For 2018, the 1040 has been made into a postcard. That makes for a great political sound bite, but what really happened was that the 1040 was split into seven pieces. Unlike Voldemort and his horcruxes, that's not necessarily a bad thing. While you are likely to have to do more than one of those pieces, you probably will not have to do all seven. Let me show you what I mean.
As you can see, it's all still there, it's just split across 7 different forms. But there is a good chance you won't have to fill out all seven forms. Even on my relatively complicated tax return, I'll just have to do the 1040 and Schedules 1, 3, 4, and 5.
The New 1040 Form
Enough with the old 1040 though, let's move on to the new one. There is no more 1040EZ or 1040A. Just 1040. Here's the first page.

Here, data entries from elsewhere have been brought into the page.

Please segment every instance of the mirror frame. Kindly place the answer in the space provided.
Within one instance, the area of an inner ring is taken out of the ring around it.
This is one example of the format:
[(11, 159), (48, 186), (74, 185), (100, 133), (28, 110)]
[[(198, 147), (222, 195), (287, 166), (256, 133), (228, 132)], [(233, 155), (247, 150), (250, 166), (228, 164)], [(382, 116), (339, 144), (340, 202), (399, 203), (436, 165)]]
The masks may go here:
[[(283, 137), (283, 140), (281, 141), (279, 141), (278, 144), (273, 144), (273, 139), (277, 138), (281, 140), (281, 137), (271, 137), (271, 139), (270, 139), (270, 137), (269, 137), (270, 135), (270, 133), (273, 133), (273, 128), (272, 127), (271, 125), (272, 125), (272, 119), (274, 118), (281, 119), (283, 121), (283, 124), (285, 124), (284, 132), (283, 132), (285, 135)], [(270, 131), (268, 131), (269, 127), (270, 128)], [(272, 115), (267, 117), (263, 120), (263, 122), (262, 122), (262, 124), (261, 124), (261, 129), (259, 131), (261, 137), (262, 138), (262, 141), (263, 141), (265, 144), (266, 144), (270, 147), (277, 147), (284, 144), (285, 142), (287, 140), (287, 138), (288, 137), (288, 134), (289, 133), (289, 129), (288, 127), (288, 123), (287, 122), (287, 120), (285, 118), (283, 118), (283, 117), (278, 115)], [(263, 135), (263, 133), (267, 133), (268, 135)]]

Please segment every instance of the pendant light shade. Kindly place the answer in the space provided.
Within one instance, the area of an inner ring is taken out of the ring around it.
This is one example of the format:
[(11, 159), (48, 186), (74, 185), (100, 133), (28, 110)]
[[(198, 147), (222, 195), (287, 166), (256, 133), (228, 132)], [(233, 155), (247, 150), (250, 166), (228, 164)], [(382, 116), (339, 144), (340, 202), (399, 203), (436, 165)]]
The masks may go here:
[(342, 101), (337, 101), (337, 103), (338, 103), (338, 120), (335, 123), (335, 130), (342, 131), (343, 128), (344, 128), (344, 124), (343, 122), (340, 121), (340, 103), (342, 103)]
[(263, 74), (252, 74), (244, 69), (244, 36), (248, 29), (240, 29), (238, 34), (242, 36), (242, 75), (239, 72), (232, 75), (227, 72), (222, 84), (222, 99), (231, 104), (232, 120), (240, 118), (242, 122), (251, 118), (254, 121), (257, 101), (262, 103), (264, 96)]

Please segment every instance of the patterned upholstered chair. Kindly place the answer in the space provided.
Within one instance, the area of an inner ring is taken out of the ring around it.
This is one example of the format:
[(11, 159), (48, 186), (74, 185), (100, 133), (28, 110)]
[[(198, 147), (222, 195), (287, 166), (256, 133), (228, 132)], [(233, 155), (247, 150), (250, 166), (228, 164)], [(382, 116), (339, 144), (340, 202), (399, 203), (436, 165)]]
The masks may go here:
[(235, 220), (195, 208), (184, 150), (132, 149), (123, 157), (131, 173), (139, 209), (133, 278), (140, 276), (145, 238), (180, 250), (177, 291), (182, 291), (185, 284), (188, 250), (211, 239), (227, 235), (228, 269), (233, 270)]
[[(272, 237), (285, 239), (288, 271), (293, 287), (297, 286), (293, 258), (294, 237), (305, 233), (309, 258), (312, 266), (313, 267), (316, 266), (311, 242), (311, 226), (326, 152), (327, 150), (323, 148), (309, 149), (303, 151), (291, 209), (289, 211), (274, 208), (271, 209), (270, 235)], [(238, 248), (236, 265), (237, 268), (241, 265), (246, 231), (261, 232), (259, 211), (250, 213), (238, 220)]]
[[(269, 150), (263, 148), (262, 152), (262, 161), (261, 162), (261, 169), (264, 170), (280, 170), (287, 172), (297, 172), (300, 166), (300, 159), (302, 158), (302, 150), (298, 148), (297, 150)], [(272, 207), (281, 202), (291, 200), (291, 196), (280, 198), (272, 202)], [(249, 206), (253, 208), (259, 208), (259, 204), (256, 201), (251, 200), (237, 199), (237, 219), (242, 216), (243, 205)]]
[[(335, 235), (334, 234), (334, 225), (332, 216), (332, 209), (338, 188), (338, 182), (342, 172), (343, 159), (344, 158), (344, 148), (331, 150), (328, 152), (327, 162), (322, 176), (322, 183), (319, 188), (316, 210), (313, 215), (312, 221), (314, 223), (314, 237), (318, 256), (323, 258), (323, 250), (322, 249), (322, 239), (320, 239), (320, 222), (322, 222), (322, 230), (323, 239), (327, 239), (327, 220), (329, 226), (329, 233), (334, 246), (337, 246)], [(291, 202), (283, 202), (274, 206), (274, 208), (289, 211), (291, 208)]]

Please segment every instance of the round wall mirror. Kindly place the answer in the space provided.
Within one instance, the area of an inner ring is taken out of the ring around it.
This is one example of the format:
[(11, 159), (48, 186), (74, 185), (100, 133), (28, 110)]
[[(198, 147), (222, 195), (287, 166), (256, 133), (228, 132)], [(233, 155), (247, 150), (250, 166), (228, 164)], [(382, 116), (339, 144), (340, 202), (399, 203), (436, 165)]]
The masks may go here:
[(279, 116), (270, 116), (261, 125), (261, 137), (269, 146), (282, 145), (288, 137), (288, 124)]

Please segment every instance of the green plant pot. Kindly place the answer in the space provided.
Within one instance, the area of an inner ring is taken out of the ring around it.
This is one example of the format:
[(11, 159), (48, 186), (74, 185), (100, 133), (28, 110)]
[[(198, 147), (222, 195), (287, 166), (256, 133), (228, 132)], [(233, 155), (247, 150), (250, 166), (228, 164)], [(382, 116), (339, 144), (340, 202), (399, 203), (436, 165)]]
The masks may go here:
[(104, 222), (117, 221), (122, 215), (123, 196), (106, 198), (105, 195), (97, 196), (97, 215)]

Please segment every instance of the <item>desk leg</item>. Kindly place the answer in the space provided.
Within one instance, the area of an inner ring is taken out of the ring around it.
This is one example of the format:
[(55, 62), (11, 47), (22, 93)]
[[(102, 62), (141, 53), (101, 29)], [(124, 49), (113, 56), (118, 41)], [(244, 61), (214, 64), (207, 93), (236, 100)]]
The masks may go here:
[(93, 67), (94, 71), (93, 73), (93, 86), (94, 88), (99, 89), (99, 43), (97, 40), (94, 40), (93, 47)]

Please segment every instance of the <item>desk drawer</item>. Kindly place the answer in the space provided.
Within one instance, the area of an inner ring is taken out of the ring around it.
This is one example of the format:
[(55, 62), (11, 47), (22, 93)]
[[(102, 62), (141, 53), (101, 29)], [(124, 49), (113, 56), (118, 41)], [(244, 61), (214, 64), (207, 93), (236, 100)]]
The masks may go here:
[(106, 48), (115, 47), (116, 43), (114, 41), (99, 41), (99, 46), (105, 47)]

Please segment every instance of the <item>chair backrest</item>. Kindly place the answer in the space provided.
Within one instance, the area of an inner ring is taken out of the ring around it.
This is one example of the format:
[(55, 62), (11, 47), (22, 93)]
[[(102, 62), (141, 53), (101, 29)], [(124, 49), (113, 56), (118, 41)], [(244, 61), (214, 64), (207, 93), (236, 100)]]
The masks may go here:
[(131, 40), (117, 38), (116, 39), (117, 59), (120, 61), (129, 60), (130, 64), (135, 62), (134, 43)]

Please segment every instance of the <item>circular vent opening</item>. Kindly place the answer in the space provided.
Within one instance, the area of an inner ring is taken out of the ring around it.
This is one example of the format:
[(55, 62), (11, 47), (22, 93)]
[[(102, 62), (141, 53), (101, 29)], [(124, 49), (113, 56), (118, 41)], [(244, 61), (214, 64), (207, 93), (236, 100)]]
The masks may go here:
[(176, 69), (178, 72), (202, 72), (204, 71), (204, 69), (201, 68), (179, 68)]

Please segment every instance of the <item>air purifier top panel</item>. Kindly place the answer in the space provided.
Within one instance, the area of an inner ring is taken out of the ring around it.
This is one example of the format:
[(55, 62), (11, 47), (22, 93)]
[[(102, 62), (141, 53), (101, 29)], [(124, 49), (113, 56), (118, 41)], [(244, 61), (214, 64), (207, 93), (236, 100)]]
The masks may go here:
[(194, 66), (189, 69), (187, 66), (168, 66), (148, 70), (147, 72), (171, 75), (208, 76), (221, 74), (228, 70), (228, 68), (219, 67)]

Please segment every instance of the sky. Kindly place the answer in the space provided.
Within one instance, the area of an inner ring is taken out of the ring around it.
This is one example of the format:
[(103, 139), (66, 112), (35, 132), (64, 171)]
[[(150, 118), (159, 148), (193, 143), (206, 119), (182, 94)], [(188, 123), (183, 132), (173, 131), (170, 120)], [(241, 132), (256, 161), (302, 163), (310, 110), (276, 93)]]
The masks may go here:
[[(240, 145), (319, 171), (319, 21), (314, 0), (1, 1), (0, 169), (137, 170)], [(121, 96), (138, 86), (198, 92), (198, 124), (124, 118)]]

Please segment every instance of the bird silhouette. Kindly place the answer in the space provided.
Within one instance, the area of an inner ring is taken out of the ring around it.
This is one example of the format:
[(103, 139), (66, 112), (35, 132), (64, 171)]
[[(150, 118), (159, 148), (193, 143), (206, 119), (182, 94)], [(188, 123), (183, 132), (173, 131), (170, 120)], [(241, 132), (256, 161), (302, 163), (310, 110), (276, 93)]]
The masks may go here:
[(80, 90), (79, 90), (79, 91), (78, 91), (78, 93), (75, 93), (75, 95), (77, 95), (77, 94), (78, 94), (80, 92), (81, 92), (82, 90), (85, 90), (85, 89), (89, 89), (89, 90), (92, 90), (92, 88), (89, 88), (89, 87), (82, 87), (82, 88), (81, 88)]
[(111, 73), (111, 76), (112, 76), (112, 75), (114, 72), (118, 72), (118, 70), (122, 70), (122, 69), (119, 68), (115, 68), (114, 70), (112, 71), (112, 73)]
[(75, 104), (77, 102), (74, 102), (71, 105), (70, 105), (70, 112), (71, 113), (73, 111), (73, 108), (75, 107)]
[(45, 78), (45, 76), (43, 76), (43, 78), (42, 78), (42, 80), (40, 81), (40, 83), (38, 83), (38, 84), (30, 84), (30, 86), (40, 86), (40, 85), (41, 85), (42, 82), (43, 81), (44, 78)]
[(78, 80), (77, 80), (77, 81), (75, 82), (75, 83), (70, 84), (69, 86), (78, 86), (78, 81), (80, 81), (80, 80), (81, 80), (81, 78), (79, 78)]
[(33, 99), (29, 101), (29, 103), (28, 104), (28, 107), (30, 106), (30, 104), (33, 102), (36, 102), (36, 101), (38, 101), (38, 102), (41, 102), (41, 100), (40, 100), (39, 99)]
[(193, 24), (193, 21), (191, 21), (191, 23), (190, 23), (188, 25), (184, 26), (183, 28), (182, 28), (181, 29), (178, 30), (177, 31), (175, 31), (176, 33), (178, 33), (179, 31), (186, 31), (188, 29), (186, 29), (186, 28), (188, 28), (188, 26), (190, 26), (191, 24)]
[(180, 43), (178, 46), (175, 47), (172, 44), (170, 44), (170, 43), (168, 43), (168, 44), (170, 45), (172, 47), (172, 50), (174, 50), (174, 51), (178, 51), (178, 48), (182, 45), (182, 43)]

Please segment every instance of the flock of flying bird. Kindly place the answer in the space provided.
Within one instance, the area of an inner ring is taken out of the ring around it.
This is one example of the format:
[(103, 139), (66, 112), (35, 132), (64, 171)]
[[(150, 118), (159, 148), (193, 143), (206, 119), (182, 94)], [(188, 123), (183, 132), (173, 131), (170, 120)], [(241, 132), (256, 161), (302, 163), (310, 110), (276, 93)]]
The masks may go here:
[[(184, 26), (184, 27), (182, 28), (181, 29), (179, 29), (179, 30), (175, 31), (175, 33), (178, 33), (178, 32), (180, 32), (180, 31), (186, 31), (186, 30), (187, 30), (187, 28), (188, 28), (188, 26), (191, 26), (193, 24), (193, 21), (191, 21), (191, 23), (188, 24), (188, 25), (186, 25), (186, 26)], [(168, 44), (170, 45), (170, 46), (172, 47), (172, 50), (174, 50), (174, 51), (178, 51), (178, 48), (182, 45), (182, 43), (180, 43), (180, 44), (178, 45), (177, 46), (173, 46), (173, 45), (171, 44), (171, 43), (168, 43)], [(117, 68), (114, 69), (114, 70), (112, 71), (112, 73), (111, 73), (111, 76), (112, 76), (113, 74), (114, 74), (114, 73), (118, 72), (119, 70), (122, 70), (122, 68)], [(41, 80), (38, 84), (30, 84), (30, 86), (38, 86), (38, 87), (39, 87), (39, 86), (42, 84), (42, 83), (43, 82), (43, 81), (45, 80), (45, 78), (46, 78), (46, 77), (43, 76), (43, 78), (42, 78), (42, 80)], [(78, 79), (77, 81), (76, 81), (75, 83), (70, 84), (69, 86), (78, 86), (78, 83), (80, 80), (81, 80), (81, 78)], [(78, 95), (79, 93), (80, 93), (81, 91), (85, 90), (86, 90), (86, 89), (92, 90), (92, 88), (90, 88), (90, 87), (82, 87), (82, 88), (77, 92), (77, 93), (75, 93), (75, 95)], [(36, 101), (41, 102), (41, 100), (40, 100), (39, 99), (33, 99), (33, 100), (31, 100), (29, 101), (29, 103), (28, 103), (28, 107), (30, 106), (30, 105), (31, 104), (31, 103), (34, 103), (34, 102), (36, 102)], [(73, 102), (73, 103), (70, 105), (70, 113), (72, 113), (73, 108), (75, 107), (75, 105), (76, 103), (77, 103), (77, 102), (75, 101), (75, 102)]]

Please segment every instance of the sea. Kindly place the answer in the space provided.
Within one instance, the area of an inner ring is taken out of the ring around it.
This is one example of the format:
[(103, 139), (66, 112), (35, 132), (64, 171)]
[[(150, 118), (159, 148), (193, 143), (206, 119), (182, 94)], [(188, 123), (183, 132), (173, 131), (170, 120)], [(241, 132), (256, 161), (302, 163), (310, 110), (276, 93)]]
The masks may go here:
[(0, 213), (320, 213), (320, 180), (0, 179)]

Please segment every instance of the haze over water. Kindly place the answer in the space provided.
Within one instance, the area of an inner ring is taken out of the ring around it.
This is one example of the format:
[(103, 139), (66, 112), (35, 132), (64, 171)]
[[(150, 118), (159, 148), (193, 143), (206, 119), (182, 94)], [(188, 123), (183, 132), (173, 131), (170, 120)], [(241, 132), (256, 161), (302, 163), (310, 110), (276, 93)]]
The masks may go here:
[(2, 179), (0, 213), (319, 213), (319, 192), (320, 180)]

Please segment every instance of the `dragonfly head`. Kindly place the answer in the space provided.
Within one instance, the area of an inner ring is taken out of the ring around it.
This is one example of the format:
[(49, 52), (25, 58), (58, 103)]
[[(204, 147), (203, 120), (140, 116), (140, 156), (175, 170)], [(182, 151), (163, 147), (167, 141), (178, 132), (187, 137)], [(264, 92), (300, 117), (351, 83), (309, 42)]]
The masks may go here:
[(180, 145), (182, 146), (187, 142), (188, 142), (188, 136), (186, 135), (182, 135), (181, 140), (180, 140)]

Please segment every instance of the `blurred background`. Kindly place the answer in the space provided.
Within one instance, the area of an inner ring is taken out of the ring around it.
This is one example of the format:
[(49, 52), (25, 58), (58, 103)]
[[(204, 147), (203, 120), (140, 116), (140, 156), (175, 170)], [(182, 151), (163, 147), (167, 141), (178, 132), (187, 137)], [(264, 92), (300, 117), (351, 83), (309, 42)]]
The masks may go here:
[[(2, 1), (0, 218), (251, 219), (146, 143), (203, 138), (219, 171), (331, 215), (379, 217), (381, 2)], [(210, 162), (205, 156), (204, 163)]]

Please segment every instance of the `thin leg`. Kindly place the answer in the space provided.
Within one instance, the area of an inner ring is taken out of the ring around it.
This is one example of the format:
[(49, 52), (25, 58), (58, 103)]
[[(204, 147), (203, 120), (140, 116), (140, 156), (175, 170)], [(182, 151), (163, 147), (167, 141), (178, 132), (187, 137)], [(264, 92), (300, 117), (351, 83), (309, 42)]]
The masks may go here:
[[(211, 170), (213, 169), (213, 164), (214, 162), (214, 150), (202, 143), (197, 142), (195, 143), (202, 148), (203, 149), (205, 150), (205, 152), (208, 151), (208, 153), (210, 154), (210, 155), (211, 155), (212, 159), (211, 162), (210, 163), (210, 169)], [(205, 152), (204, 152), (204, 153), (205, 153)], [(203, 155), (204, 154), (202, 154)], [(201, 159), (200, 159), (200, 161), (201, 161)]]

Pretty straight forward, right? Names, social security numbers, your dependents, your health insurance coverage, and signatures. That's it. Here's page two, the back of the postcard:
Here's where all the good stuff is. The first 7 lines are all about income. If all you have is a job, you'll just fill out lines 1, 6, and 7. If your life is more interesting, you'll be filling out most of those lines plus Schedule 1.
Schedule 1
Let's talk for a minute about Schedule 1, shall we? Here it is:
This all used to be on page 1 of the 1040, so it should look pretty familiar. I like how they “reserved” a few lines for later use. That's thinking ahead. Now when they change the tax code, all of the line numbers won't change. At any rate, line 10 is any tax refunds you received. Line 11 is your alimony. Alimony used to be taxable income to the recipient and a deduction to the payer. That's still true for 2018. In 2019, at least for divorces finalized after the end of 2018, alimony will no longer be a deduction for the payer nor taxable income to the recipient. Since the payer usually has a higher income than the recipient, that means that the government is now penalizing divorce, as if divorced people weren't being financially penalized enough already.
Line 12 is where your sole proprietor income moves from Schedule C to the 1040. Line 13 is where your taxable account capital gains and losses move from Schedule D to the 1040. Line 17 is where your real estate income, your K-1s, and your trust income shows up on the 1040. Farm income, unemployment, and Alaska Permanent Fund dividends go on lines 18, 19, and 21.
Lines 23-33 are all your above the line deductions. This includes your HSA contributions, self-employment tax deduction, individual 401(k) contributions, self-employed health insurance deduction, alimony paid (for agreements prior to 2019). There is also a line for an IRA deduction and student loan interest deduction, neither of which most attendings will be able to take.
Let's go back to the second page of the 1040.
Back to the 1040
Line 8 is all about your deductions. Most people, although not necessarily most of my readers, will be putting the standard deduction on this line. Everybody else will still itemize on Schedule A. Of course, a lot of stuff that used to be on Schedule A is no longer a deduction. That's probably worth a quick look. Let's go over there.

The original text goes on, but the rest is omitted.